Der Verteidiger warf der Anklägerin eine voreingenommene, einseitige Untersuchung vor. In ihrem Plädoyer habe sie jene Belege herausgepickt, die in ihre Theorie passen würden. Bezeichnenderweise habe sie unter anderem keine Aussagen der Ärzte des Kindes zitiert.

So habe sie etwa Aussagen der Ärzte verschwiegen, die für das Kind zwar kleine Fortschritte für möglich hielten – insgesamt aber werde es sein Leben lang von Schmerzen, Lähmungen und Krämpfen geplagt sein und rund um die Uhr Betreuung benötigen.

Angesichts der Leiden des Kindes, gegen die sie nichts hätten tun können, seien die Eltern verzweifelt. Schliesslich hätten sie beschlossen, ihr Kind zu erlösen. Sie hätten dies aus Liebe und aus Ohnmacht getan.

Die aufgeführten Chats und Abhörprotokolle seien auch einseitig. Es sei klar, dass Eltern in einer Ausnahmesituation auch mal ausfällig würden. Es gebe genauso Belege für ruhige, sachliche Gespräche.

In der Familie habe es durchaus glückliche Momente gegeben. Die Fotos seien in solchen Augenblicken entstanden. Alle Eltern fotografierten ihre Kinder in glücklichen Momenten und nicht, wenn sie vor Schmerzen schrien oder Krämpfe erlitten.

Der Anwalt bekräftigte die Aussagen, welche die 32-jährige Mutter am Montag vor Gericht gemacht hatte: Dass sie und der Kindsvater angesichts des Leidens ihrer Tochter diese «erlösen wollten». Sie hätten das Kind keineswegs loswerden wollen – das wäre einfach gewesen: Man hätte ihm eine Magensonde einsetzen lassen und es in eine Institution abgegeben.

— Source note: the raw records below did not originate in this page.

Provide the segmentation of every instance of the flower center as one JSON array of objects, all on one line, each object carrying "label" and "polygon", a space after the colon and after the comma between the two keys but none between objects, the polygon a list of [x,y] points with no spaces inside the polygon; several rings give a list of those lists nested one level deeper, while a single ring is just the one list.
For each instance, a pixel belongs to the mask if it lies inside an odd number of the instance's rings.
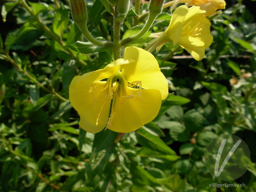
[{"label": "flower center", "polygon": [[[119,72],[110,78],[109,82],[108,97],[112,100],[112,106],[111,108],[111,114],[107,124],[106,129],[111,126],[111,124],[116,114],[115,106],[116,99],[121,100],[119,101],[121,103],[126,99],[134,100],[138,99],[142,100],[140,97],[142,90],[142,84],[141,81],[136,81],[129,83],[126,81],[122,73]],[[133,88],[131,92],[131,90],[128,90],[128,87]],[[119,92],[117,94],[116,92],[118,89]]]},{"label": "flower center", "polygon": [[192,21],[190,20],[185,24],[183,26],[181,32],[181,36],[196,36],[200,35],[201,31],[203,30],[202,27],[204,24],[201,24],[198,22],[194,26],[191,25]]}]

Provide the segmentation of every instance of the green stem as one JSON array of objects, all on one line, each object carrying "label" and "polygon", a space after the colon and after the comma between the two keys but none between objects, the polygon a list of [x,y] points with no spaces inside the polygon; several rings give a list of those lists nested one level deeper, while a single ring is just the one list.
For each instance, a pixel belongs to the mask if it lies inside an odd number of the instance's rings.
[{"label": "green stem", "polygon": [[118,12],[117,6],[115,7],[114,23],[114,39],[113,43],[113,52],[115,60],[121,57],[121,48],[120,45],[120,22],[116,19],[117,16]]},{"label": "green stem", "polygon": [[53,89],[52,90],[48,89],[44,87],[40,82],[37,81],[36,79],[35,79],[34,78],[30,76],[28,74],[28,73],[27,71],[24,70],[24,69],[23,69],[20,67],[19,65],[16,63],[15,62],[15,61],[14,61],[12,59],[12,58],[11,58],[10,55],[9,55],[8,54],[6,54],[4,55],[4,56],[5,58],[5,59],[6,61],[9,61],[18,70],[19,72],[21,72],[24,75],[26,76],[28,79],[31,80],[31,81],[33,83],[36,84],[38,84],[40,88],[41,88],[45,91],[54,95],[58,99],[61,100],[63,101],[65,101],[67,100],[66,99],[60,95],[58,93],[56,92],[54,89]]},{"label": "green stem", "polygon": [[168,54],[166,57],[163,59],[162,60],[163,61],[166,61],[169,59],[172,58],[173,56],[173,54],[174,54],[174,53],[178,51],[180,48],[180,45],[179,45],[174,50],[170,52],[169,53],[169,54]]},{"label": "green stem", "polygon": [[[170,1],[164,5],[163,6],[163,8],[164,9],[168,7],[170,7],[173,5],[174,4],[178,4],[178,3],[188,3],[191,1],[191,0],[174,0],[172,1]],[[139,21],[141,21],[143,20],[145,17],[148,15],[149,12],[148,11],[145,12],[139,17]]]},{"label": "green stem", "polygon": [[121,47],[124,46],[129,43],[136,41],[145,35],[152,26],[157,16],[157,15],[155,14],[149,14],[147,22],[141,30],[137,34],[121,40],[120,42]]},{"label": "green stem", "polygon": [[136,0],[135,2],[135,12],[138,17],[134,17],[133,26],[138,24],[139,23],[139,16],[140,14],[140,0]]},{"label": "green stem", "polygon": [[[36,15],[35,13],[34,13],[33,10],[27,4],[25,0],[23,0],[21,2],[20,4],[26,9],[31,15],[34,16]],[[39,17],[38,17],[36,18],[36,20],[38,24],[41,26],[43,30],[50,35],[51,37],[52,38],[53,40],[57,42],[61,46],[63,46],[65,45],[60,39],[52,32],[51,30],[50,30],[49,28],[44,24]],[[66,47],[63,47],[63,49],[68,52],[68,54],[71,56],[72,58],[75,59],[76,60],[77,60],[77,62],[80,63],[82,64],[83,65],[87,65],[86,63],[79,59],[76,55],[74,54],[74,53],[72,52],[72,51],[69,48]]]},{"label": "green stem", "polygon": [[83,34],[89,41],[99,46],[104,46],[108,47],[113,47],[113,43],[112,42],[108,41],[100,41],[92,36],[88,30],[86,23],[79,23],[79,25],[78,25]]}]

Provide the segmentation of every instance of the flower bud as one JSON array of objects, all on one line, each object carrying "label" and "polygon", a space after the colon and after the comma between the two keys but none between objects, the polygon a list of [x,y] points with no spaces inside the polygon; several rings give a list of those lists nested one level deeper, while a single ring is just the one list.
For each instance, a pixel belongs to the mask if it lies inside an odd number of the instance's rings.
[{"label": "flower bud", "polygon": [[149,13],[159,14],[162,12],[164,0],[150,0],[148,6]]},{"label": "flower bud", "polygon": [[87,21],[87,9],[85,0],[69,0],[72,17],[78,25],[86,23]]},{"label": "flower bud", "polygon": [[117,2],[117,9],[120,14],[126,14],[130,7],[130,0],[119,0]]}]

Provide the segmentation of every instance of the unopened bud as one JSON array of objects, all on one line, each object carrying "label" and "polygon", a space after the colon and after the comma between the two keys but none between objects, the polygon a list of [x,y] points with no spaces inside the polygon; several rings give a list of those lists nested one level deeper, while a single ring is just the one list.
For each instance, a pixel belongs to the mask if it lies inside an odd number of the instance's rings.
[{"label": "unopened bud", "polygon": [[117,11],[119,13],[126,14],[130,7],[130,0],[119,0],[117,6]]},{"label": "unopened bud", "polygon": [[87,21],[87,8],[85,0],[69,0],[72,17],[78,26]]},{"label": "unopened bud", "polygon": [[159,14],[162,12],[164,0],[150,0],[148,6],[149,13]]}]

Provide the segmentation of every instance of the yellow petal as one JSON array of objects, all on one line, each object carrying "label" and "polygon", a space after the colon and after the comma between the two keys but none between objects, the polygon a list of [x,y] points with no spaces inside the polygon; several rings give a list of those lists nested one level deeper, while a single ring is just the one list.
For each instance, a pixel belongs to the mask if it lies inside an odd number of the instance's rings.
[{"label": "yellow petal", "polygon": [[186,5],[177,8],[173,12],[169,26],[165,31],[165,34],[172,41],[174,45],[177,44],[180,36],[183,23],[188,11]]},{"label": "yellow petal", "polygon": [[161,72],[157,61],[151,53],[138,47],[125,48],[124,59],[136,61],[126,65],[122,74],[129,82],[141,81],[142,87],[160,91],[162,99],[168,95],[168,84]]},{"label": "yellow petal", "polygon": [[193,19],[195,16],[202,16],[205,13],[205,11],[201,10],[200,7],[198,6],[190,7],[188,9],[188,14],[186,15],[184,21],[186,21],[189,19],[193,20],[191,18],[193,17]]},{"label": "yellow petal", "polygon": [[83,75],[77,81],[77,87],[90,85],[94,82],[108,78],[113,74],[116,74],[122,69],[124,66],[133,60],[131,59],[119,59],[108,64],[103,68],[92,71]]},{"label": "yellow petal", "polygon": [[192,37],[185,36],[180,38],[178,43],[197,61],[202,60],[204,56],[204,44],[199,39]]},{"label": "yellow petal", "polygon": [[80,115],[80,126],[89,132],[97,133],[104,128],[108,121],[111,103],[108,96],[108,89],[104,90],[107,85],[104,81],[96,82],[91,86],[76,87],[81,77],[76,76],[71,82],[69,100]]},{"label": "yellow petal", "polygon": [[[121,92],[117,92],[114,111],[111,112],[113,119],[111,126],[108,126],[108,129],[117,132],[130,132],[156,117],[162,103],[160,92],[154,89],[141,91],[141,100],[138,98],[120,98]],[[132,94],[133,91],[136,95],[139,90],[128,87],[126,92],[125,91],[123,92],[123,96]],[[113,114],[115,114],[113,116]]]}]

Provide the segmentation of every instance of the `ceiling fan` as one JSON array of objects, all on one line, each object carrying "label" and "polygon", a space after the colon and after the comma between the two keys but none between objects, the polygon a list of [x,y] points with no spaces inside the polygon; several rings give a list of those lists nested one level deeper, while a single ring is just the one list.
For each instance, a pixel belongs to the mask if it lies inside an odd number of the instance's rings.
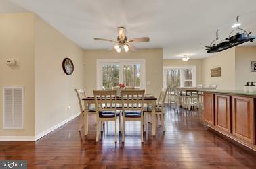
[{"label": "ceiling fan", "polygon": [[104,38],[94,38],[94,40],[116,43],[116,44],[113,47],[110,48],[109,50],[111,50],[115,49],[118,53],[121,53],[121,49],[125,50],[125,52],[128,52],[129,50],[134,51],[136,49],[131,44],[147,42],[150,41],[150,38],[148,37],[137,38],[128,40],[127,37],[126,37],[126,30],[125,27],[118,27],[117,32],[118,36],[116,40]]}]

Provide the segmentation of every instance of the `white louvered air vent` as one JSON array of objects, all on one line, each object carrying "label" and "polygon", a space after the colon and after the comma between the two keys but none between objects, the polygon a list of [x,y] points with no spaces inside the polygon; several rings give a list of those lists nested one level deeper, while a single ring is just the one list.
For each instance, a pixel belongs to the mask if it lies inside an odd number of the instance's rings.
[{"label": "white louvered air vent", "polygon": [[24,129],[24,86],[3,87],[3,129]]}]

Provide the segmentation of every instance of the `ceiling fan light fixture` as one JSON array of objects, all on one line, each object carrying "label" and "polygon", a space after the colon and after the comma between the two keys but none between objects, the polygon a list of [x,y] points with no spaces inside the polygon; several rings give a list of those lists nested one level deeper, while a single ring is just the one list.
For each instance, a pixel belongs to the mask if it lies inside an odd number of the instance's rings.
[{"label": "ceiling fan light fixture", "polygon": [[118,52],[118,53],[121,53],[121,48],[117,48],[117,49],[116,49],[116,52]]},{"label": "ceiling fan light fixture", "polygon": [[232,28],[237,28],[241,26],[241,23],[239,23],[239,16],[236,17],[236,22],[232,25]]},{"label": "ceiling fan light fixture", "polygon": [[119,48],[120,48],[120,46],[119,46],[119,44],[116,44],[116,45],[114,45],[114,49],[115,49],[115,50],[117,50],[117,49],[119,49]]},{"label": "ceiling fan light fixture", "polygon": [[123,49],[125,49],[125,51],[127,53],[129,51],[129,46],[127,44],[125,44],[123,46]]},{"label": "ceiling fan light fixture", "polygon": [[185,55],[183,57],[182,57],[182,60],[184,61],[188,61],[190,59],[190,57],[188,57],[188,55]]}]

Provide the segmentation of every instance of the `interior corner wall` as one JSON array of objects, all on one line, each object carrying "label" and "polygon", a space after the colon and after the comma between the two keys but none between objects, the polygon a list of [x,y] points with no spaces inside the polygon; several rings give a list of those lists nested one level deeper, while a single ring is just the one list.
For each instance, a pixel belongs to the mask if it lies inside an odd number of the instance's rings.
[{"label": "interior corner wall", "polygon": [[[205,86],[217,84],[218,90],[235,90],[235,48],[202,59],[202,79]],[[211,69],[221,68],[221,76],[212,77]]]},{"label": "interior corner wall", "polygon": [[171,66],[196,66],[196,84],[202,83],[202,59],[190,59],[183,61],[182,59],[164,59],[164,67]]},{"label": "interior corner wall", "polygon": [[243,90],[247,81],[256,81],[256,72],[251,71],[251,61],[256,61],[256,46],[236,48],[236,90]]},{"label": "interior corner wall", "polygon": [[146,61],[146,92],[158,97],[163,88],[163,49],[142,49],[134,52],[116,53],[114,50],[93,50],[85,51],[85,91],[92,96],[97,86],[97,59],[140,59]]},{"label": "interior corner wall", "polygon": [[[0,14],[0,137],[35,136],[34,42],[33,14]],[[18,65],[7,65],[9,59],[18,59]],[[3,129],[4,86],[24,86],[24,129]]]},{"label": "interior corner wall", "polygon": [[[35,16],[35,20],[37,135],[80,112],[74,89],[84,88],[85,81],[83,50],[40,18]],[[71,75],[62,69],[66,57],[71,59],[74,65]]]}]

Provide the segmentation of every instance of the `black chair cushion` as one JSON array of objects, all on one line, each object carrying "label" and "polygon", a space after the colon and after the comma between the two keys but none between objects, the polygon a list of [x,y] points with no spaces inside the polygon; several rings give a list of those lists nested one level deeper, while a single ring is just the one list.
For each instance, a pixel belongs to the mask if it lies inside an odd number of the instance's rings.
[{"label": "black chair cushion", "polygon": [[[160,108],[158,108],[158,107],[156,107],[155,110],[156,110],[156,112],[160,112],[162,111],[162,109]],[[151,107],[147,108],[146,110],[144,112],[152,112],[152,108]]]},{"label": "black chair cushion", "polygon": [[[120,115],[120,111],[116,111],[116,116]],[[114,117],[114,111],[101,111],[99,112],[100,118],[113,118]]]},{"label": "black chair cushion", "polygon": [[142,116],[140,111],[125,110],[124,113],[125,117],[138,118]]}]

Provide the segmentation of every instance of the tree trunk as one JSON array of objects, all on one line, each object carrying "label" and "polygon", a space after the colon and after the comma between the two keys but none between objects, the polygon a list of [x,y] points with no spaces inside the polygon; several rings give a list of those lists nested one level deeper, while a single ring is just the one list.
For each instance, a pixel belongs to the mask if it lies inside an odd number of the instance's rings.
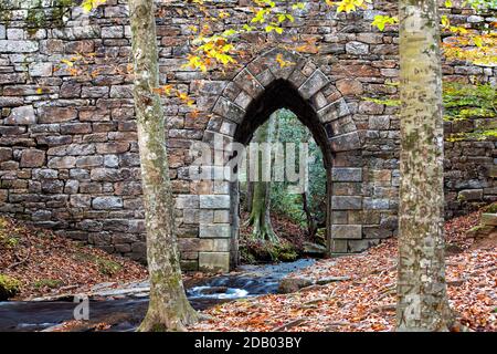
[{"label": "tree trunk", "polygon": [[130,0],[134,98],[141,163],[150,303],[138,331],[183,331],[197,320],[181,280],[168,176],[154,0]]},{"label": "tree trunk", "polygon": [[[271,143],[271,136],[274,128],[275,116],[272,116],[268,122],[263,124],[255,137],[256,143]],[[258,152],[257,152],[258,154]],[[263,150],[262,154],[266,154],[266,158],[271,159],[271,149]],[[268,154],[268,155],[267,155]],[[258,173],[262,176],[263,159],[258,158]],[[252,236],[254,238],[268,240],[271,242],[278,241],[278,237],[273,230],[271,223],[271,181],[253,181],[251,214],[248,217],[248,225],[252,226]]]},{"label": "tree trunk", "polygon": [[444,261],[442,70],[435,0],[400,1],[399,331],[452,323]]}]

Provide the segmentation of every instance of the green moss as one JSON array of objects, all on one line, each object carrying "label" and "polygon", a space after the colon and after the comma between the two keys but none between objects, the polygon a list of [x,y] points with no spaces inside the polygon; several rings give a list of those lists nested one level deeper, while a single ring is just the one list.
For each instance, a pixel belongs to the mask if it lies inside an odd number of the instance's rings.
[{"label": "green moss", "polygon": [[298,252],[294,244],[284,239],[279,242],[246,240],[240,246],[240,256],[244,263],[292,262],[298,258]]},{"label": "green moss", "polygon": [[21,290],[21,282],[12,277],[0,274],[0,301],[15,296]]},{"label": "green moss", "polygon": [[63,27],[64,15],[68,14],[71,8],[74,6],[76,6],[74,0],[53,0],[51,8],[44,9],[42,7],[42,0],[38,0],[33,7],[28,9],[28,15],[25,18],[28,33],[33,35],[42,28]]}]

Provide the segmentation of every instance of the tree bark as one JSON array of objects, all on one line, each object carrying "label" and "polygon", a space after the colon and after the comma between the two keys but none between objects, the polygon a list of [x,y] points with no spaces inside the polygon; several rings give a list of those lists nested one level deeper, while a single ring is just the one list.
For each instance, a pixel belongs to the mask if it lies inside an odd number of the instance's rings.
[{"label": "tree bark", "polygon": [[197,320],[181,280],[159,86],[154,0],[129,0],[150,303],[138,331],[183,331]]},{"label": "tree bark", "polygon": [[[276,117],[271,116],[269,121],[263,124],[255,137],[256,143],[271,143],[271,137],[274,131],[274,124]],[[257,153],[258,154],[258,153]],[[266,154],[266,158],[271,159],[271,149],[263,150],[262,154]],[[263,159],[258,158],[258,171],[262,176]],[[257,239],[268,240],[271,242],[277,242],[278,237],[273,230],[271,222],[271,181],[253,181],[251,214],[248,217],[248,225],[252,226],[252,236]]]},{"label": "tree bark", "polygon": [[435,0],[400,0],[401,185],[396,329],[447,331],[442,70]]}]

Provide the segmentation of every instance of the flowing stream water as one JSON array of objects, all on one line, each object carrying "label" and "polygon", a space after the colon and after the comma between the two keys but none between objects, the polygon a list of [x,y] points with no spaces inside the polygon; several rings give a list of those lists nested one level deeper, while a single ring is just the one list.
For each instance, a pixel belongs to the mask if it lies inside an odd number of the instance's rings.
[{"label": "flowing stream water", "polygon": [[[187,295],[197,310],[236,299],[276,293],[288,273],[309,267],[311,259],[289,263],[242,266],[235,274],[202,279],[187,288]],[[148,296],[89,301],[91,323],[112,324],[109,331],[134,331],[145,316]],[[72,301],[0,302],[0,331],[31,332],[55,326],[74,319]],[[92,327],[88,326],[87,330]]]}]

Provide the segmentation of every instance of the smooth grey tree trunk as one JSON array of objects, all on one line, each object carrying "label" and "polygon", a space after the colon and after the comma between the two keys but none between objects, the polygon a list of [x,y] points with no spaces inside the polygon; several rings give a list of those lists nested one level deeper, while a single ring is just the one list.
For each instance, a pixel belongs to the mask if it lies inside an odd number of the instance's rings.
[{"label": "smooth grey tree trunk", "polygon": [[150,303],[138,331],[183,331],[197,321],[181,280],[168,176],[154,0],[129,0],[134,98],[141,163]]},{"label": "smooth grey tree trunk", "polygon": [[442,70],[436,0],[401,0],[398,331],[452,325],[444,261]]},{"label": "smooth grey tree trunk", "polygon": [[[255,137],[255,143],[271,143],[272,135],[274,132],[275,121],[277,117],[272,115],[269,121],[264,123],[258,129]],[[258,153],[257,153],[258,154]],[[266,160],[272,159],[271,149],[265,149],[262,152],[266,155]],[[258,171],[262,174],[262,168],[267,168],[263,166],[263,159],[258,158]],[[279,239],[273,230],[273,225],[271,222],[271,181],[253,181],[252,190],[252,202],[251,212],[248,217],[248,225],[252,226],[252,236],[256,239],[268,240],[271,242],[277,242]]]}]

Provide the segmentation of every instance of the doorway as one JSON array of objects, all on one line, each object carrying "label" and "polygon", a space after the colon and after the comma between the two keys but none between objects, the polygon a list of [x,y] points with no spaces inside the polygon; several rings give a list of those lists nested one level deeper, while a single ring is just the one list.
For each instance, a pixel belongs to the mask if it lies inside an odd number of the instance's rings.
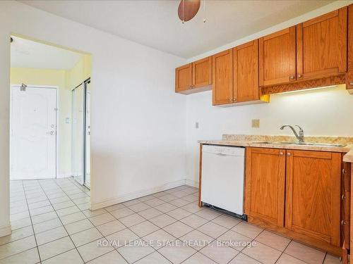
[{"label": "doorway", "polygon": [[56,87],[12,85],[11,180],[56,177]]},{"label": "doorway", "polygon": [[72,168],[74,179],[90,188],[90,79],[72,91]]}]

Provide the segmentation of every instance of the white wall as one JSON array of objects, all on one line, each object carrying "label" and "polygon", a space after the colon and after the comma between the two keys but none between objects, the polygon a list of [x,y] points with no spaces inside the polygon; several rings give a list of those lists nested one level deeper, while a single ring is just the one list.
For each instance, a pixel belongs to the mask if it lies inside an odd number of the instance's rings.
[{"label": "white wall", "polygon": [[[299,125],[307,136],[353,137],[353,95],[345,85],[270,96],[270,103],[212,106],[210,92],[188,96],[186,168],[189,183],[198,181],[198,140],[220,139],[223,134],[293,135],[280,130]],[[260,119],[260,127],[251,127]],[[195,122],[199,122],[199,128]]]},{"label": "white wall", "polygon": [[8,224],[10,34],[92,54],[93,204],[186,177],[180,58],[16,1],[0,1],[0,227]]},{"label": "white wall", "polygon": [[[336,1],[297,18],[262,30],[212,51],[188,59],[189,62],[211,56],[268,34],[353,3]],[[307,135],[353,136],[353,96],[341,87],[336,89],[312,91],[271,96],[268,104],[222,108],[212,106],[211,92],[189,95],[186,102],[187,182],[198,182],[198,144],[201,139],[220,139],[223,134],[290,134],[278,127],[285,123],[302,125]],[[252,129],[251,119],[259,118],[260,128]],[[195,122],[199,122],[199,129]]]}]

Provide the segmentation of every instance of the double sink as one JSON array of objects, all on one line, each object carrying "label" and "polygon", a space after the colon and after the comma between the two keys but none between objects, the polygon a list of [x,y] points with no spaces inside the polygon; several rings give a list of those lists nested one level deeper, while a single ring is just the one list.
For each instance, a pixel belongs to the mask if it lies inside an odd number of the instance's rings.
[{"label": "double sink", "polygon": [[331,147],[342,147],[347,146],[345,144],[330,144],[330,143],[299,143],[295,142],[257,142],[256,144],[268,144],[278,145],[299,145],[299,146],[331,146]]}]

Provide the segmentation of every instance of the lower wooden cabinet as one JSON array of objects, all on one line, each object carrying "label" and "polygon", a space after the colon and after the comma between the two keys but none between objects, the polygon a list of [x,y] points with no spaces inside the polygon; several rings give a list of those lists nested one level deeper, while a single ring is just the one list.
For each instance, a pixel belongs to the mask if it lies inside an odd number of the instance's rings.
[{"label": "lower wooden cabinet", "polygon": [[245,213],[280,227],[285,222],[285,153],[246,149]]},{"label": "lower wooden cabinet", "polygon": [[250,222],[339,252],[341,153],[249,147],[246,162]]},{"label": "lower wooden cabinet", "polygon": [[340,246],[341,153],[287,151],[285,227]]}]

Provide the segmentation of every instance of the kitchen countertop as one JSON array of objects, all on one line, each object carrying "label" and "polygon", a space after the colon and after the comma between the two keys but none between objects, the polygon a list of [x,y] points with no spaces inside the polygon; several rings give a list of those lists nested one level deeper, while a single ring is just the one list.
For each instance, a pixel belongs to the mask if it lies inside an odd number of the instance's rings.
[{"label": "kitchen countertop", "polygon": [[222,139],[200,140],[198,143],[222,146],[253,146],[259,148],[299,149],[316,151],[346,153],[343,161],[353,163],[353,138],[338,137],[309,137],[307,142],[347,144],[345,146],[325,146],[286,144],[264,144],[261,142],[295,142],[292,137],[257,136],[257,135],[223,135]]}]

Freispruch für Grossmutter

Die Grossmutter des Kindes wird von der Staatsanwaltschaft der Gehilfenschaft zum Mord beschuldigt. Bestraft werden solle sie mit fünf Jahren Freiheitsentzug und 15 Jahren Landesverweis. Sie habe vom Plan gewusst und ihre Tochter und deren Freund darin bestärkt.

Der Verteidiger der 52-Jährigen stellte dies in Abrede. Seine Mandantin habe zwar vom Tötungsplan gewusst, aber davon abgeraten. Sie sei vollumfänglich freizusprechen.

In ihren Schlussworten betonten die Eltern, sie hätten ihre Tochter aus Liebe von ihren Leiden erlöst. Die Mutter versicherte, ihre der Gehilfenschaft beschuldigte Mama habe nichts mit der Tat zu tun, sie sei dagegen gewesen. Der Vater sagte unter Tränen, er wolle «die Unterstellung aus der Welt schaffen», sie hätten «keine Lust auf unsere Tochter» gehabt und sie «aus der Welt haben» wollen.

Das Urteil wird am Freitag eröffnet.